After 35 seasons as either an assistant or co-head coach of the Utah gymnastics team, not to mention her four years as a standout gymnast herself, Megan Marsden is stepping away from the sport.
“I cannot express how lucky I have been to spend all these years at the University of Utah, competing alongside and coaching so many talented, strong, smart, amazing young women,” Marsden said in a press release announcing her retirement. “To participate in multiple national championships as both an athlete and a coach at your alma mater is a thrill few people get to experience. But certainly the best part of my time here is the wonderful family of women we brought together at Utah and who will always be in my life.”
Marsden starred on four national championship teams at the U., from 1981-84, and became the most decorated college gymnast of the era in the process. As Megan McCunniff, she won three individual NCAA titles (two all-around, one vault) and earned 12 first-team All-America awards.
That was enough to earn her the 1984 Broderick Award, which recognized her as the country’s top collegiate woman gymnast. In 1996, Marsden became the first gymnast inducted into the Utah athletics department’s Crimson Club Hall of Fame, and in 2003 she was inducted into the Utah Sports Hall of Fame.
Marsden graduated from the U. in 1984 with a bachelor’s degree in public relations, after which she assumed a position on the Utah coaching staff, as an assistant to head coach Greg Marsden, before later earning promotions to associate (1997) and co-head (2010) coach.
Utah qualified for the NCAA Championships in all of Marsden’s 35 seasons with the team, winning national titles in 1985, 1986, 1990, 1992, 1994 and 1995, and finishing as the NCAA runner-up eight times — most recently in 2015.
As an assistant specializing on balance beam, she coached five gymnasts to individual NCAA titles, including Missy Marlowe, Summer Reid, Theresa Kulikowski and Ashley Postell. Marlowe and Reid were both back-to-back winners, which makes Marsden the only coach in NCAA history to mentor multiple gymnasts to back-to-back beam titles.
All told, gymnasts coached by Marsden won 11 total NCAA titles, seven on the balance beam, three on floor and one on vault, as well as 222 All-America awards.
As the co-head coach of the Red Rocks, Marsden compiled a 222-80-3 overall record and was a two-time Pac-12 Coach of the Year (2014, 2015 with Greg Marsden) and two-time Regional Coach of the Year (2011, 2012).
“Megan Marsden is and always will be a legend,” Utah athletic director Mark Harlan said. “I have been so privileged to spend this last year with her and witness her compassion and care for all of her student-athletes. Utah gymnastics, with its championships and rabid fan base, will forever serve as a monument to Megan’s passion and leadership.”

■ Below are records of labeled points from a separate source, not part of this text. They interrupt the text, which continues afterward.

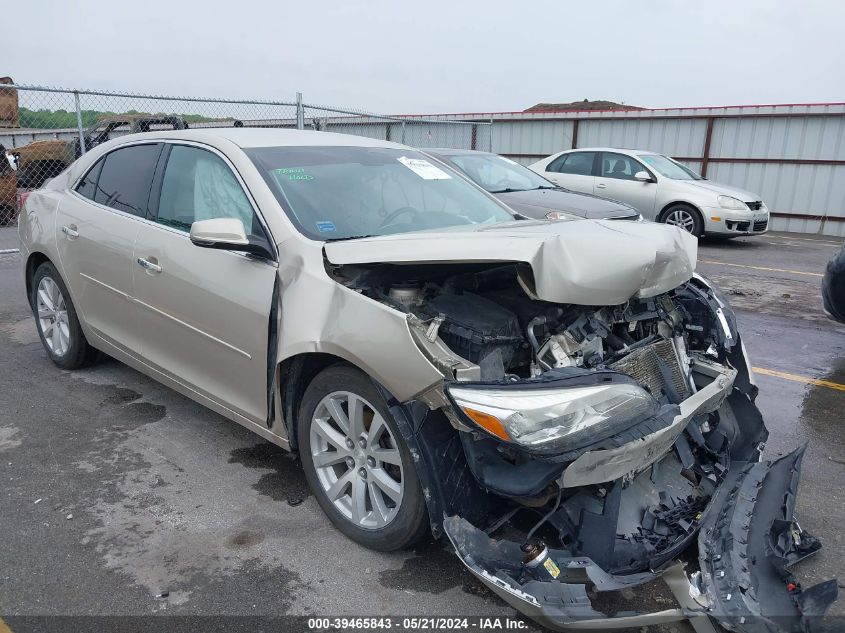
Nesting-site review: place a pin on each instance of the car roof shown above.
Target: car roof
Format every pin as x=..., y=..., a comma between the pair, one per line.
x=246, y=137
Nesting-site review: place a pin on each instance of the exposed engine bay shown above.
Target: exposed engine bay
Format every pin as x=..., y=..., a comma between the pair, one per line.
x=609, y=438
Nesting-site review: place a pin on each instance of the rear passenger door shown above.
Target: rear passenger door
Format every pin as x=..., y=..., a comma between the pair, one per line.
x=95, y=234
x=573, y=170
x=204, y=314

The decision to hang up her proverbial cape was a long time coming for Marsden.
“I made a decision several months ago that this would be my last season as a coach and I am so proud of this team and all they accomplished,” she said. “I am glad this season could be all about them, as that is how I wanted it.
“When Greg retired, I planned to stay on another three to five years. I have enjoyed the last four years co-coaching with Tom (Farden) and he has demonstrated complete capability in every area necessary to be a successful head coach on his own here. Greg and I could see those qualities in him early on, and while neither of us knew an exact timeline, we knew that one day we wanted to turn the program over to him. The Utah gymnastics program is in good hands.”9 comments on this story
She will not be stepping away from the program or university completely, as she plans to serve as an ambassador for the athletics department.
“I have loved working with brilliant men like Greg and Tom and they have always appreciated what I brought to the program,” she said. “I got to spend most of my time outside practices and competitions doing the aspects of the job I loved the most, like nutrition, fitness, personal development and wellness of our student-athletes. Now, I look forward to moving to a role of quiet support. Except during meets, that is. Then I’ll be cheering for my Utes!”